Notate im Widerstandsimperativ

Unter diesem Widerstandsimperativ sieht Kluge seine fiktionale Bearbeitung von Geschichte & Geschehen in den achtundvierzig Notaten unterschiedlichen Charakters. Meist sind die Geschichten nicht länger als 1 1/2 Seiten & berichten von Vorfällen, Ereignissen, Geschehnissen & Anekdoten während des Zweiten Weltkriegs im Machtbereich des Deutschen Reichs.

Nur einmal gibt Kluge einen deutlichen Hinweis auf die Herkunft des Stoffs, an dem sich seine spekulativ-erzählerische Phantasie entzündet hatte, als er unter dem Titel “Ein später Sieg des Spartakus” die gelungene Flucht einer kleinen Gruppe von KZ-Häftlingen aus dem Vernichtungslager Sobibor unter der logistischen Leitung Alexander Petscherskis, des Sohns eines jüdischen sowjetischen Spartakisten, erzählt. Diese optimistische Phantasie über die historische Person Petscherski hat Kluge aus einer Bemerkung des Holocaust-Historikers Saul Friedländer in dessen Studie “Die Jahre der Vernichtung” erzählerisch entwickelt.
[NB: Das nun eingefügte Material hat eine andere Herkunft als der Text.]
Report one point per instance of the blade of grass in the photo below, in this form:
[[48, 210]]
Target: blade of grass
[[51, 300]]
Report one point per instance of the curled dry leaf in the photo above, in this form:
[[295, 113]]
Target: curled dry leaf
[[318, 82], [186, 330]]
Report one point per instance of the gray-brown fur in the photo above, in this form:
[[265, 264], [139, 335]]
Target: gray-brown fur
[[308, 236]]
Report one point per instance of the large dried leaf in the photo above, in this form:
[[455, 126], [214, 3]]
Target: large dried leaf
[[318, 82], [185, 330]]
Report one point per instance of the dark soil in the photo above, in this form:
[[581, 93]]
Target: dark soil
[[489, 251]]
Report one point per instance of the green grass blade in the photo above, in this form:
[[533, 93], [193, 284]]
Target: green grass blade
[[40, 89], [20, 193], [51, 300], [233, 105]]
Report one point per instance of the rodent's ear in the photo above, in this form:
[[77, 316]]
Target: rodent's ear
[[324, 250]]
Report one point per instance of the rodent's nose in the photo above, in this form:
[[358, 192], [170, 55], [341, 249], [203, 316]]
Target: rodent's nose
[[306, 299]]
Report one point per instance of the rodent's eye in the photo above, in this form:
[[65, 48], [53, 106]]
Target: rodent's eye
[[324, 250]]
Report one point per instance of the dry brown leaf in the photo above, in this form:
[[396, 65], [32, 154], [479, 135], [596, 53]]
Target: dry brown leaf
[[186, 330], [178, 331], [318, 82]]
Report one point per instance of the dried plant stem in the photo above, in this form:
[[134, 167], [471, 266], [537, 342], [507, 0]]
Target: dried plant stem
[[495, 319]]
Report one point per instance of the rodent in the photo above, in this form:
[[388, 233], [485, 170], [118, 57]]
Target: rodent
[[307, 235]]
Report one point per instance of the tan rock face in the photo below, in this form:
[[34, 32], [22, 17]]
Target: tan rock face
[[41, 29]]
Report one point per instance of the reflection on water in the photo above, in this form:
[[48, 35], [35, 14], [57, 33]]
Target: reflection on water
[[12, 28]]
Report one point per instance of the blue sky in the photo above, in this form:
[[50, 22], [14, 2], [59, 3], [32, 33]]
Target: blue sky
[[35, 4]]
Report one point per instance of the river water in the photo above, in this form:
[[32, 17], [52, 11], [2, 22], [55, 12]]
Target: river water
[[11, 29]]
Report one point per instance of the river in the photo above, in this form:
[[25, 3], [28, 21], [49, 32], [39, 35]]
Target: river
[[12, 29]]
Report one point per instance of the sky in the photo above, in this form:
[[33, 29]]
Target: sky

In allen anderen Fällen, die meistens tragisch enden, verschweigt Kluge Herkunft & Motivation für seine künstlerischen Beschäftigungen auf dem Gelände dessen, was sein philosophischer Lehrer Theodor W. Adorno mit dem Wort “Zivilisationsbruch” als in- & ahuman stigmatisiert hatte. Bis in den sprachlichen Gestus hinein imitiert Kluges Prosa semantisch-argumentativ die Kälte, Mitleidlosigkeit & Abstraktheit der bürokratischen oder wissenschaftlichen Verfügungsgewalt, die im Holocaust an der Tagesordnung war.

Wer davon als Leser ein Wort einfühlenden Trostes erwartet, hätte in Kluges & Adornos Augen das Prekäre einer Ästhetik nicht verstanden, die ihrem poetischen Gegenstand adäquat zu sein versucht.

Wolfram Schütte

Alexander Kluge: “Wer ein Wort des Trostes spricht, ist ein Verräter”. 48 Geschichten für Fritz Bauer. Suhrkamp Verlag, Berlin 2013. Fotos, Engl.Broschur. 113 Seiten. 16,95 Euro, eBook 14,99 Euro.